Qualcuno ricorderà a questo punto la strategia dei “due passi avanti e uno indietro” di papa Francesco, ma quando un treno viaggia ad alta velocità, una brusca frenata può farlo deragliare, ponendo fine alla corsa in modo drammatico.
Il processo rivoluzionario è una macchina sociale che spesso diviene incontrollabile e travolge i macchinisti. «La Rivoluzione divora i suoi figli». Questa celebre frase che il girondino Pierre Victurnien Vergniaud (1753-1793) pronunciò davanti al tribunale giacobino che lo condannava a morte, costituisce una chiave per comprendere l’eterogenesi dei fini di ogni azione che si allontani dalla verità e dall’ordine.

Anche la manifestazione dei cattolici di Acies ordinata a Monaco di Baviera, rivela tutta la sua importanza dopo l’Esortazione post-sinodale del 12 febbraio.
In concomitanza con la Querida Amazonia, il cardinale Reinhold Marx ha annunciato che a marzo abbandonerà la carica di presidente della Conferenza episcopale tedesca. Gli osservatori collegano questo gesto alle forti pressioni contro il processo sinodale che l’arcivescovo di Monaco ha ricevuto negli ultimi mesi, tra cui vengono citate l’opposizione del cardinale di Colonia Rainer Maria Woelki, la “correzione fraterna” subita da parte dei vescovi ucraini di rito latino e le accuse di Acies ordinata, nella conferenza stampa svoltasi il 18 gennaio nella sua diocesi.

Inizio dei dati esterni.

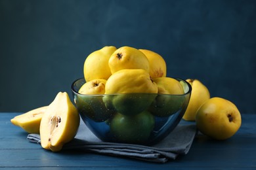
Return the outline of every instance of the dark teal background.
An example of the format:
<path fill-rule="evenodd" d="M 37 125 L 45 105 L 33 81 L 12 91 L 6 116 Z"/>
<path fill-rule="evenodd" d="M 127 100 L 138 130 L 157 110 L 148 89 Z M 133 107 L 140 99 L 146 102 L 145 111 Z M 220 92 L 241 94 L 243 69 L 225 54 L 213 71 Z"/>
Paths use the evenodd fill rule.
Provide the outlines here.
<path fill-rule="evenodd" d="M 0 0 L 0 111 L 49 105 L 107 45 L 146 48 L 256 113 L 256 1 Z"/>

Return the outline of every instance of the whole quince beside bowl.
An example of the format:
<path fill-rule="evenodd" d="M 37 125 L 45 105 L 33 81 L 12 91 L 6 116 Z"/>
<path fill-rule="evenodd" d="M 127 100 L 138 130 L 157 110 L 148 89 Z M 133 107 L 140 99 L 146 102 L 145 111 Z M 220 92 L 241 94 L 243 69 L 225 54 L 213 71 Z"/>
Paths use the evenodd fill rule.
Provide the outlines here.
<path fill-rule="evenodd" d="M 129 46 L 112 54 L 92 54 L 85 61 L 85 78 L 75 80 L 72 90 L 82 120 L 95 135 L 104 141 L 150 145 L 177 126 L 192 88 L 184 80 L 166 76 L 160 55 Z M 102 73 L 90 72 L 98 79 L 87 80 L 88 67 L 96 65 L 100 57 L 109 58 L 104 67 L 111 75 L 100 81 L 97 74 Z"/>

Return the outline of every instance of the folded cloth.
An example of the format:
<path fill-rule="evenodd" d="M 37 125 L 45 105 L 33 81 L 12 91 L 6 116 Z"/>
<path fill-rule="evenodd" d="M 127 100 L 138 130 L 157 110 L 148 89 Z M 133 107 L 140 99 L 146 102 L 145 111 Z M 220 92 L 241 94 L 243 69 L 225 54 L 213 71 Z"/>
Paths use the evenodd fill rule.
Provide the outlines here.
<path fill-rule="evenodd" d="M 107 143 L 100 141 L 83 124 L 80 124 L 75 139 L 64 144 L 62 150 L 77 149 L 85 152 L 124 156 L 148 162 L 164 163 L 188 152 L 196 134 L 194 124 L 179 124 L 160 143 L 148 146 L 140 144 Z M 27 139 L 40 143 L 40 135 L 29 134 Z"/>

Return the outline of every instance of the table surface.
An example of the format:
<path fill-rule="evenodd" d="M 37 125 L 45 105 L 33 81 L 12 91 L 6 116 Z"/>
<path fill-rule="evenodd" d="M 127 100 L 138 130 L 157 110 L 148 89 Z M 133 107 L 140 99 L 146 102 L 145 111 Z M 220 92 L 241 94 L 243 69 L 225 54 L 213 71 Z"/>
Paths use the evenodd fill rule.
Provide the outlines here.
<path fill-rule="evenodd" d="M 21 113 L 0 112 L 0 167 L 76 169 L 256 169 L 256 114 L 242 114 L 242 124 L 230 139 L 215 141 L 198 135 L 188 153 L 165 163 L 89 152 L 53 152 L 26 140 L 28 133 L 10 120 Z"/>

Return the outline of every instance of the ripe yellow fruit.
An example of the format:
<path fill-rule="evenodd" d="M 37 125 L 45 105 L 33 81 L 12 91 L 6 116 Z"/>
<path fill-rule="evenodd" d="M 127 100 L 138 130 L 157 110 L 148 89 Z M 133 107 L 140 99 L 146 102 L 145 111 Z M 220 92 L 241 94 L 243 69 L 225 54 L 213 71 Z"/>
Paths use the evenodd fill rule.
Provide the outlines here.
<path fill-rule="evenodd" d="M 190 99 L 182 117 L 185 120 L 194 121 L 199 107 L 210 98 L 207 88 L 197 79 L 186 80 L 192 86 Z"/>
<path fill-rule="evenodd" d="M 100 95 L 105 94 L 106 82 L 104 79 L 95 79 L 85 82 L 81 87 L 78 92 L 84 95 L 77 95 L 75 103 L 82 116 L 86 115 L 100 122 L 108 120 L 114 114 L 112 110 L 106 108 L 102 101 L 103 95 Z"/>
<path fill-rule="evenodd" d="M 83 75 L 87 82 L 94 79 L 107 80 L 110 77 L 108 60 L 116 50 L 113 46 L 104 46 L 88 56 L 83 65 Z"/>
<path fill-rule="evenodd" d="M 221 97 L 213 97 L 198 109 L 196 122 L 202 133 L 224 140 L 236 133 L 241 126 L 242 118 L 234 103 Z"/>
<path fill-rule="evenodd" d="M 140 50 L 130 46 L 122 46 L 111 56 L 108 65 L 111 73 L 121 69 L 144 69 L 150 71 L 150 64 L 146 56 Z"/>
<path fill-rule="evenodd" d="M 158 77 L 152 78 L 158 88 L 158 94 L 184 94 L 183 87 L 176 79 L 171 77 Z"/>
<path fill-rule="evenodd" d="M 11 122 L 20 126 L 28 133 L 39 133 L 41 120 L 48 106 L 32 110 L 12 118 Z"/>
<path fill-rule="evenodd" d="M 158 53 L 145 49 L 139 49 L 147 57 L 150 63 L 150 75 L 151 78 L 166 76 L 166 63 Z"/>
<path fill-rule="evenodd" d="M 160 117 L 169 116 L 175 113 L 182 107 L 184 100 L 184 96 L 179 95 L 184 94 L 183 86 L 179 81 L 171 77 L 157 77 L 152 80 L 158 85 L 159 95 L 148 110 Z"/>
<path fill-rule="evenodd" d="M 106 83 L 105 94 L 158 93 L 158 86 L 144 69 L 122 69 Z"/>
<path fill-rule="evenodd" d="M 80 117 L 66 92 L 59 92 L 41 120 L 41 144 L 57 152 L 75 136 Z"/>
<path fill-rule="evenodd" d="M 108 109 L 122 114 L 137 114 L 146 109 L 158 93 L 158 86 L 144 69 L 122 69 L 106 83 L 103 97 Z"/>

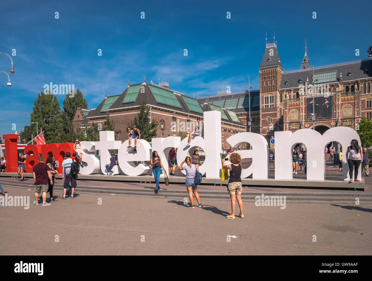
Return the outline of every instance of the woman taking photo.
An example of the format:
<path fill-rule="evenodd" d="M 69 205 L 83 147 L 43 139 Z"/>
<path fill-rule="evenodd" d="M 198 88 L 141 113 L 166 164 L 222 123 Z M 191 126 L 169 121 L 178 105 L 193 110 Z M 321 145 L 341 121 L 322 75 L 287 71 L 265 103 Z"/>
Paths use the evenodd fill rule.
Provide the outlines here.
<path fill-rule="evenodd" d="M 156 183 L 156 189 L 155 189 L 155 194 L 158 194 L 158 191 L 160 189 L 159 186 L 159 178 L 160 177 L 160 173 L 162 169 L 164 171 L 165 169 L 161 164 L 160 157 L 158 155 L 158 153 L 156 151 L 153 151 L 153 157 L 150 160 L 150 166 L 153 167 L 153 173 L 154 178 Z"/>
<path fill-rule="evenodd" d="M 198 169 L 200 165 L 199 162 L 199 151 L 198 149 L 194 150 L 194 153 L 191 154 L 190 157 L 191 158 L 191 163 L 195 164 Z"/>
<path fill-rule="evenodd" d="M 195 175 L 199 168 L 197 165 L 191 163 L 191 159 L 187 156 L 185 160 L 182 162 L 178 167 L 178 169 L 180 171 L 184 170 L 186 172 L 186 182 L 185 186 L 189 192 L 189 198 L 190 198 L 190 205 L 188 208 L 195 208 L 194 206 L 194 200 L 192 197 L 192 194 L 195 195 L 196 201 L 199 204 L 198 207 L 202 207 L 203 205 L 200 203 L 200 198 L 199 194 L 198 193 L 198 186 L 194 184 L 195 181 Z"/>
<path fill-rule="evenodd" d="M 346 151 L 346 159 L 347 159 L 347 164 L 349 166 L 349 176 L 350 177 L 349 182 L 353 181 L 353 169 L 354 181 L 360 181 L 360 180 L 358 179 L 358 172 L 360 163 L 363 161 L 363 152 L 356 140 L 352 140 L 350 142 L 350 146 L 347 147 Z"/>
<path fill-rule="evenodd" d="M 76 151 L 76 154 L 79 156 L 80 165 L 83 167 L 83 150 L 81 149 L 81 146 L 78 140 L 76 140 L 75 141 L 75 143 L 74 144 L 74 150 Z"/>
<path fill-rule="evenodd" d="M 49 192 L 49 194 L 50 195 L 51 202 L 52 201 L 53 202 L 55 202 L 58 201 L 53 199 L 53 188 L 54 186 L 54 178 L 55 178 L 54 176 L 58 173 L 58 172 L 54 169 L 54 157 L 52 156 L 48 156 L 48 157 L 46 159 L 46 165 L 49 167 L 49 169 L 50 169 L 50 173 L 52 174 L 52 181 L 53 182 L 53 183 L 52 184 L 50 184 L 50 182 L 48 182 L 49 185 L 49 187 L 48 189 L 48 192 Z"/>
<path fill-rule="evenodd" d="M 22 182 L 23 180 L 23 171 L 25 170 L 25 164 L 26 164 L 26 159 L 23 157 L 23 153 L 18 154 L 18 160 L 17 162 L 18 163 L 17 173 L 21 176 L 21 180 L 19 181 Z"/>
<path fill-rule="evenodd" d="M 293 173 L 297 174 L 297 165 L 298 165 L 298 151 L 295 149 L 292 155 L 293 159 Z"/>
<path fill-rule="evenodd" d="M 222 166 L 224 169 L 227 168 L 230 170 L 230 178 L 227 184 L 227 190 L 230 194 L 230 198 L 231 200 L 231 214 L 226 217 L 226 218 L 229 220 L 235 219 L 235 197 L 238 200 L 239 208 L 240 209 L 240 213 L 238 217 L 242 218 L 244 218 L 243 214 L 243 202 L 241 201 L 241 191 L 243 188 L 241 186 L 241 165 L 240 164 L 241 161 L 240 154 L 237 153 L 231 153 L 230 155 L 230 162 L 231 164 L 225 165 L 225 159 L 222 159 Z"/>

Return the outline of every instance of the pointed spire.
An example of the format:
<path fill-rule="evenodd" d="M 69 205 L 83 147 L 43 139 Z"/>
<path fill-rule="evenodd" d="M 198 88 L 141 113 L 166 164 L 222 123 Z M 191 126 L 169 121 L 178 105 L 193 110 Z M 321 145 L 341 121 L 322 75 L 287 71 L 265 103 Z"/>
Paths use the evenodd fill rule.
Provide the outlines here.
<path fill-rule="evenodd" d="M 308 69 L 311 68 L 310 61 L 309 60 L 309 58 L 307 57 L 307 45 L 305 38 L 305 55 L 304 56 L 304 59 L 301 64 L 301 69 Z"/>

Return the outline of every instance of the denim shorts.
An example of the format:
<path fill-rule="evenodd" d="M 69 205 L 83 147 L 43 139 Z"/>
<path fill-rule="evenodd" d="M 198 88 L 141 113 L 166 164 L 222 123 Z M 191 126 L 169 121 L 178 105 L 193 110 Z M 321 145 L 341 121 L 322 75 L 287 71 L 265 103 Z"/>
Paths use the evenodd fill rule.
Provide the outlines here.
<path fill-rule="evenodd" d="M 186 178 L 186 182 L 185 183 L 185 186 L 186 187 L 190 187 L 190 186 L 194 187 L 194 182 L 195 181 L 195 179 L 193 178 Z M 197 186 L 195 186 L 195 188 L 196 188 L 197 187 Z"/>

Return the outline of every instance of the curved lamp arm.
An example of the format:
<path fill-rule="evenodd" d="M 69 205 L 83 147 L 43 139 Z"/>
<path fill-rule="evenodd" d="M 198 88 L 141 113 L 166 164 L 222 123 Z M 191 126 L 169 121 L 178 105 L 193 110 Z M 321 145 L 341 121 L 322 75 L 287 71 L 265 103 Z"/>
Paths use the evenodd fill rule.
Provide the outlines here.
<path fill-rule="evenodd" d="M 0 55 L 7 55 L 10 59 L 10 63 L 12 64 L 10 66 L 10 72 L 12 74 L 14 74 L 14 68 L 13 67 L 13 60 L 12 58 L 12 57 L 10 57 L 9 55 L 8 55 L 6 53 L 0 53 Z"/>
<path fill-rule="evenodd" d="M 5 74 L 6 74 L 6 76 L 8 76 L 8 83 L 7 84 L 7 85 L 8 86 L 11 86 L 12 83 L 10 83 L 10 77 L 9 77 L 9 74 L 6 73 L 6 72 L 3 71 L 0 71 L 0 72 L 2 72 L 3 73 L 5 73 Z"/>

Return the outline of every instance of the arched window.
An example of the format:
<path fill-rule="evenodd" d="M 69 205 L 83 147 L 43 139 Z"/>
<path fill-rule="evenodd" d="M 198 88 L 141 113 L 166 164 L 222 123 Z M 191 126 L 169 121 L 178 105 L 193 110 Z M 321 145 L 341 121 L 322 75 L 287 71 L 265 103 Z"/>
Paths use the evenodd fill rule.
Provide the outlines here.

Al percorso sinodale dei vescovi tedeschi, che li conduce verso una nuova chiesa, separata da quella cattolica, apostolica e romana, Acies ordinata ha opposto a Monaco la pubblica professione di fede del Credo. Oggi Acies ordinata è il simbolo di tutti coloro che nella Chiesa combattono le forze del caos in maniera ordinata, stando in piedi con il rosario in mano e lo sguardo rivolto al nemico, come esorta sant’Ambrogio: «Il soldato sta in assetto di guerra, non sta seduto; il soldato in armi non sta reclinato, ma sta in piedi ben eretto. Per questo è detto ai soldati di Cristo: “Ecco ora, benedite il Signore, voi tutti servi del Signore, che state in piedi nella casa del Signore”» (Commento a dodici Salmi, Città Nuova, Roma 1980, Salmo I, n. 27, p. 69).